Publication date: Feb 29, 2020
A research group led by Dr. Gong Chen, a former professor at Penn State University and now leading a brain repair center at Jinan University in China, has developed a novel gene therapy to regenerate functional new neurons in mouse models of HD.
We are developing a series of NeuroD1-based gene therapies to reprogram brain internal glial cells directly into functional new neurons to treat a variety of brain disorders, including Huntington’s disease, Alzheimer’s disease, stroke, ALS, and many more,” said Dr. Chen.

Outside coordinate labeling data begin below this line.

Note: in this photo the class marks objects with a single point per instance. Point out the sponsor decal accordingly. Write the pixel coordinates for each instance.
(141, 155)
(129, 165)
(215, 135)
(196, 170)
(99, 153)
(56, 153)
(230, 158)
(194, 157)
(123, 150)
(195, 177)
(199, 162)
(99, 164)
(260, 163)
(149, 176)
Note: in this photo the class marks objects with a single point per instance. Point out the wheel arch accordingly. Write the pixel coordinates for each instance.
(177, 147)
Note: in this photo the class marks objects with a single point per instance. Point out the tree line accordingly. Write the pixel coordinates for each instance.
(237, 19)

“Because every single neuron in our brain is surrounded by supporting glial cells, such direct glia-to-neuron conversion technology offers great advantages over stem cell transplantation therapy in terms of high efficiency of neuroregeneration and no worries about immunorejection,” Dr. Chen added.

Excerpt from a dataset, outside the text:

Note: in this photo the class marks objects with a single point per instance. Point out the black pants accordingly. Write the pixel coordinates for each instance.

Dr. Chen is one of the early pioneers making use of internal brain glial cells to regenerate functional new neurons by overexpressing neural transcription factors in the mouse brain.
“In order to generate GABAergic neurons, we combined NeuroD1 together with another transcription factor Dlx2, which is known to generate GABAergic neurons during early brain development, and successfully converted striatal astrocytes into GABAergic neurons in HD mice,” said the first author of this article Dr. Zheng Wu.
In this HD mouse study, Dr. Chen and colleagues reported that 80% of the AAV-infected striatal astrocytes were directly converted into GABAergic neurons and the remaining astrocytes can proliferate to replenish themselves.